Relacionando-se ao tema do evento, ele frisou a importância das águas do Caparaó para os projetos petrolíferos e portuários que se pretende instalar no litoral, visto que na região estão as cabeceiras de duas bacias hidrográficas, Itapemirim e Itabapoana, e do Rio José Pedro, afluente do Manhuaçú, que por sua vez é afluente do Rio Doce. “É importante não só para o petróleo e pré-sal, mas pras cidades que irão crescer, desordenadamente, por causa deles”.
“A luta da gente”, disse, é “trazer mais royalties para a Educação Ambiental, para identificar mais plantadores de água e apoiar as ações deles”. O plantador de água, esclarece, tem um tempo de produção mais longo que o produtor rural comum, porque ele primeiro prepara a terra pra produzir mais água, só depois cuida dos plantios de alimentos”.
Dezenas desses modernos agricultores e educadores ambientais, além de estudantes, professores e técnicos em agricultura e também educadores ambientais, já estão hoje reunidos na Plant' água, a Associação de Plantadores de Água, da qual Newton é presidente. A entidade é um dos frutos do Projeto Plantadores de Água, aprovado em 2012 em um edital nacional de programas ambientais, e realizado em parceria com doze entidades da região, entre elas, o Sindicato dos Trabalhadores Rurais de Alegre (Sitrua) e o Grupo de Agricultura Ecológica Kapi´xawa, ONG que atua com Agroecologia há 30 anos a partir de sua sede no campus de Alegre da Universidade Federal do Espírito Santo (Caufes).
Felicidade
O objetivo da Plant' água é difundir e aprimorar ainda mais o trabalho dos plantadores de água, que vai muito além das melhorias no território, pois transforma mesmo a forma das pessoas verem o mundo, de se relacionarem com o próximo.
No documentário produzido ao final do projeto, Newton encerra reafirmando o amor que permeia a atuação dos plantadores de água.

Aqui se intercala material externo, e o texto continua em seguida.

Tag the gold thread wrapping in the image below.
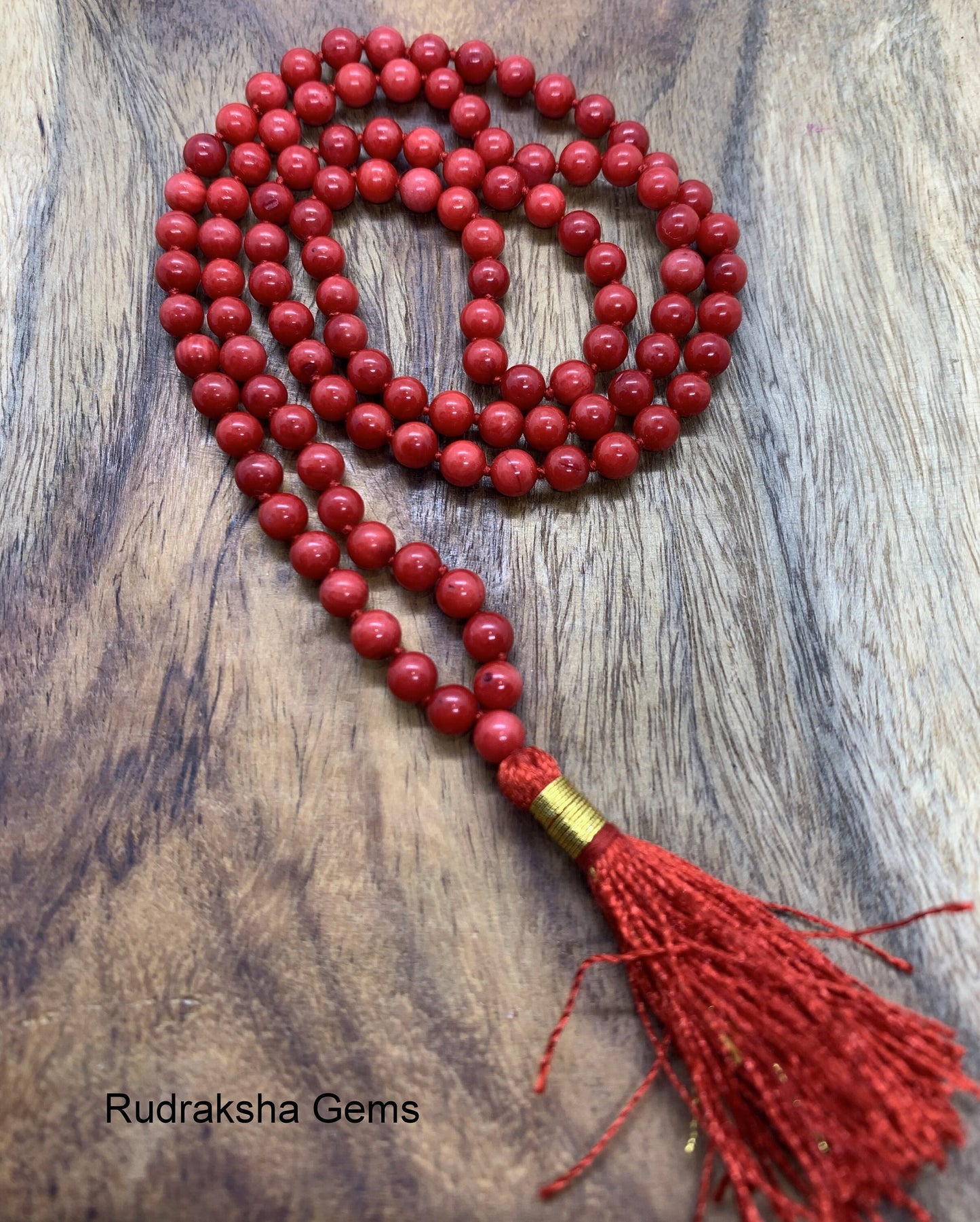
[530,776,606,860]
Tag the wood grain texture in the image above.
[0,0,980,1222]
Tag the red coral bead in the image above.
[513,145,555,187]
[290,531,340,581]
[258,110,300,153]
[576,93,610,138]
[477,400,524,450]
[637,165,681,212]
[408,34,450,79]
[558,210,601,258]
[155,212,195,250]
[483,165,527,212]
[324,314,368,359]
[677,178,715,217]
[174,335,219,378]
[436,187,480,233]
[269,403,317,450]
[317,123,361,170]
[524,182,564,229]
[490,450,538,496]
[287,340,334,386]
[568,395,616,441]
[450,93,490,140]
[452,38,495,84]
[320,26,361,70]
[220,335,269,381]
[347,348,391,395]
[442,148,486,191]
[246,72,290,115]
[463,339,507,386]
[608,119,650,154]
[473,709,527,764]
[235,451,282,497]
[269,301,314,345]
[391,543,442,594]
[435,568,486,619]
[593,285,637,326]
[214,101,259,145]
[496,362,546,412]
[292,81,337,127]
[582,322,629,372]
[317,484,364,533]
[650,293,695,339]
[551,360,595,407]
[309,374,357,423]
[351,611,402,662]
[429,390,475,438]
[160,293,204,337]
[704,250,748,293]
[391,421,439,470]
[517,407,568,454]
[387,653,439,704]
[242,374,288,421]
[380,58,422,105]
[320,568,368,619]
[585,242,625,286]
[534,72,576,119]
[459,298,505,340]
[163,170,208,214]
[259,493,308,543]
[398,166,442,212]
[345,402,392,450]
[439,441,486,488]
[214,412,265,458]
[381,378,429,421]
[467,259,511,301]
[541,446,589,493]
[459,214,505,263]
[698,212,739,258]
[364,26,404,69]
[473,127,513,170]
[684,331,732,378]
[296,441,343,493]
[607,366,654,415]
[698,293,742,335]
[656,204,699,247]
[660,247,704,293]
[347,522,395,569]
[243,221,290,263]
[425,683,479,734]
[473,662,524,709]
[497,55,535,98]
[637,331,681,379]
[334,64,378,109]
[404,127,446,170]
[208,297,252,340]
[602,145,643,187]
[198,216,242,259]
[558,140,602,187]
[593,433,640,479]
[667,373,711,415]
[633,403,681,451]
[463,611,513,662]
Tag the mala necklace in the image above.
[157,26,980,1222]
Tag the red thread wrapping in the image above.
[498,749,980,1222]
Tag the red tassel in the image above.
[498,746,980,1222]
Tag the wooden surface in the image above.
[0,0,980,1222]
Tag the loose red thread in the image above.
[498,748,980,1222]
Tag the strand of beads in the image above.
[157,27,745,763]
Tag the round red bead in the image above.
[387,653,439,704]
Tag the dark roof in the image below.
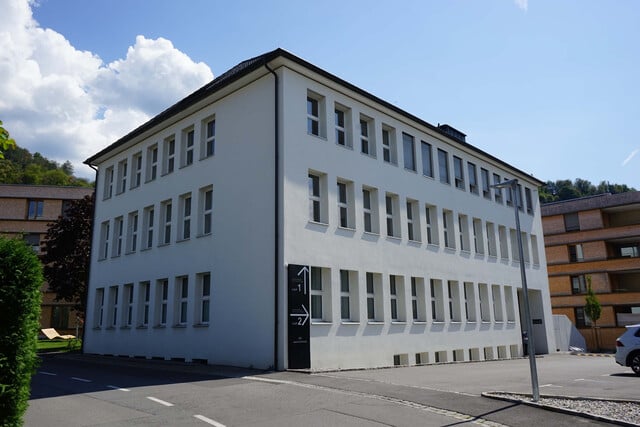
[84,48,544,185]
[540,191,640,216]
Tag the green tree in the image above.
[42,196,93,318]
[0,237,42,426]
[584,276,602,350]
[0,120,16,159]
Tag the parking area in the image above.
[318,353,640,400]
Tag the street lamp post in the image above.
[491,179,540,402]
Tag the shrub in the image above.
[0,237,43,426]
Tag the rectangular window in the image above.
[146,144,158,181]
[524,187,533,215]
[486,222,498,257]
[311,267,330,321]
[478,283,491,322]
[93,288,104,328]
[420,141,433,178]
[180,128,195,167]
[196,273,211,325]
[175,276,189,326]
[162,136,176,174]
[138,282,151,327]
[442,209,456,249]
[384,193,400,237]
[498,225,509,260]
[402,132,416,171]
[571,275,587,294]
[122,283,133,328]
[111,216,124,257]
[463,282,478,322]
[407,199,422,242]
[337,180,355,229]
[473,218,484,254]
[27,200,44,219]
[199,186,213,236]
[564,212,580,231]
[116,159,128,194]
[493,173,502,204]
[360,116,376,157]
[453,156,465,190]
[382,126,398,165]
[155,279,169,326]
[200,118,216,158]
[107,286,119,328]
[160,199,173,245]
[100,221,110,259]
[447,280,462,322]
[131,152,142,188]
[438,148,450,184]
[480,168,491,200]
[103,166,113,200]
[178,193,191,240]
[334,104,353,147]
[142,206,155,249]
[425,204,438,245]
[458,214,471,252]
[467,162,479,194]
[491,285,504,322]
[307,96,320,136]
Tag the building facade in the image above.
[84,49,555,370]
[542,192,640,350]
[0,184,93,335]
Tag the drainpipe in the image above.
[264,62,280,371]
[81,163,98,354]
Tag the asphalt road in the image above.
[25,355,640,427]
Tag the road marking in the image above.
[147,396,173,406]
[194,415,226,427]
[242,376,504,427]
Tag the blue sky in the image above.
[0,0,640,189]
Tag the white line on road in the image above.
[147,396,173,406]
[194,415,226,427]
[107,385,131,391]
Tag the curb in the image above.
[482,391,640,427]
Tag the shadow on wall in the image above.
[553,314,587,351]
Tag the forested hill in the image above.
[0,146,93,187]
[539,178,636,203]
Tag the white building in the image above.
[84,49,555,370]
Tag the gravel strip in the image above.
[483,392,640,426]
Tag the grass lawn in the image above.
[37,339,82,353]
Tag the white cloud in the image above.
[621,148,640,166]
[0,0,213,177]
[513,0,529,12]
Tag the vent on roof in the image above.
[438,123,467,142]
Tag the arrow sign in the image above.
[298,265,309,295]
[289,304,309,326]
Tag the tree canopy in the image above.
[42,196,93,317]
[539,178,636,203]
[0,141,93,187]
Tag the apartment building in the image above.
[84,49,555,370]
[0,184,93,334]
[542,192,640,350]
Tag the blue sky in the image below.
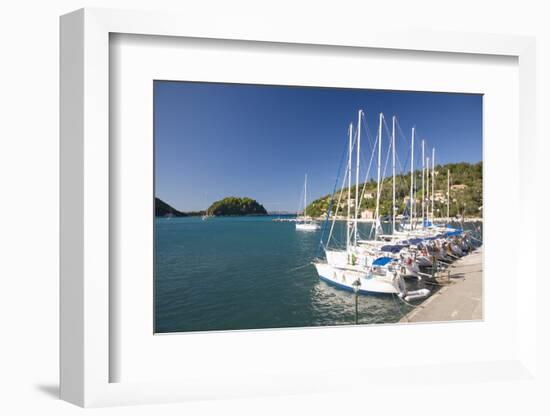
[154,81,482,211]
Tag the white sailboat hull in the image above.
[315,263,404,294]
[296,222,321,231]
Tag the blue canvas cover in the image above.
[380,244,405,253]
[372,257,393,266]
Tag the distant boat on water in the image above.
[296,174,321,231]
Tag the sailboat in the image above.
[314,110,430,300]
[296,173,321,231]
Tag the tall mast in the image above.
[409,127,414,227]
[391,116,395,234]
[346,123,353,251]
[426,157,431,221]
[304,173,307,219]
[374,113,384,239]
[432,147,435,221]
[353,110,363,246]
[422,140,426,228]
[447,169,451,222]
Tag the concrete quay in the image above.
[399,246,483,322]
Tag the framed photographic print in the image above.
[61,9,537,406]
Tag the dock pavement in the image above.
[399,246,483,322]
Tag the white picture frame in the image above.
[60,9,537,406]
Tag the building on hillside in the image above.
[451,184,468,191]
[434,190,447,202]
[361,209,374,220]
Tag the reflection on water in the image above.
[154,217,484,332]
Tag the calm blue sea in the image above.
[155,216,436,332]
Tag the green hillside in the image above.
[208,196,267,215]
[307,162,483,217]
[155,198,187,217]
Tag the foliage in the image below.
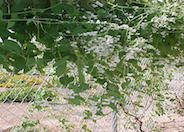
[0,87,57,102]
[0,72,42,88]
[0,0,184,130]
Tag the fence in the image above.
[0,66,184,132]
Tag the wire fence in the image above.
[0,65,184,132]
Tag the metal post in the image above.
[112,111,118,132]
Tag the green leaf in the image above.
[60,75,74,86]
[1,40,22,56]
[54,56,69,76]
[67,95,85,105]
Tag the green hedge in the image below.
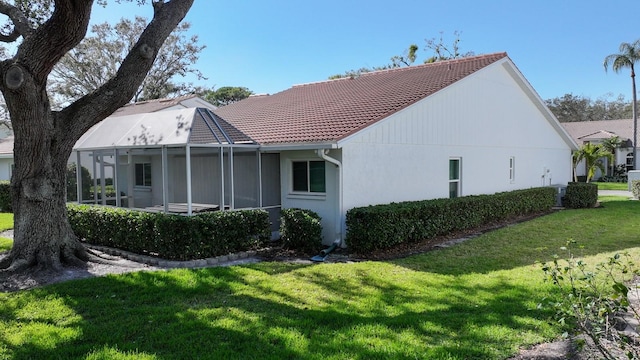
[280,209,322,252]
[346,187,556,253]
[67,204,271,260]
[0,180,13,212]
[563,182,598,209]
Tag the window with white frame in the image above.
[509,156,516,183]
[449,158,462,198]
[291,161,326,193]
[135,163,151,186]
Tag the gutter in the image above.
[316,149,345,247]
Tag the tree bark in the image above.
[0,0,194,272]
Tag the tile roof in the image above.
[562,119,640,144]
[214,53,507,144]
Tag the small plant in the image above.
[542,240,640,359]
[631,180,640,199]
[280,209,322,252]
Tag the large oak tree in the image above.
[0,0,193,272]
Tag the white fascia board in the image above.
[260,142,339,152]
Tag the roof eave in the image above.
[260,141,339,152]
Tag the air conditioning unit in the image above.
[550,184,567,207]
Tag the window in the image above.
[136,163,151,186]
[509,156,516,183]
[292,161,326,193]
[449,158,461,198]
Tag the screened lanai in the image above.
[70,108,280,233]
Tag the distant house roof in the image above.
[215,53,507,144]
[562,119,633,144]
[74,108,255,150]
[0,135,14,157]
[111,94,216,116]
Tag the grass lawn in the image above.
[596,182,629,191]
[0,198,640,359]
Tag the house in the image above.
[75,53,577,243]
[562,119,637,179]
[69,94,216,181]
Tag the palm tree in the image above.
[603,40,640,170]
[573,143,613,182]
[602,135,622,176]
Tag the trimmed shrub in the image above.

“É muita felicidade. Não tem dinheiro que me pague essa felicidade. Eu estou demonstrando o amor ao próximo. A água é o bem mais comunista que existe, ninguém é dono da água. Então a gente está mexendo com um negócio que é da humanidade. Nâo é só do ser humano, é do passarinho, é do bicho selvagem, é do peixe. Então é uma prova de amor, porque a gente tá mexendo com um negócio que não é nem meu nem seu nem deles, é de todos!”.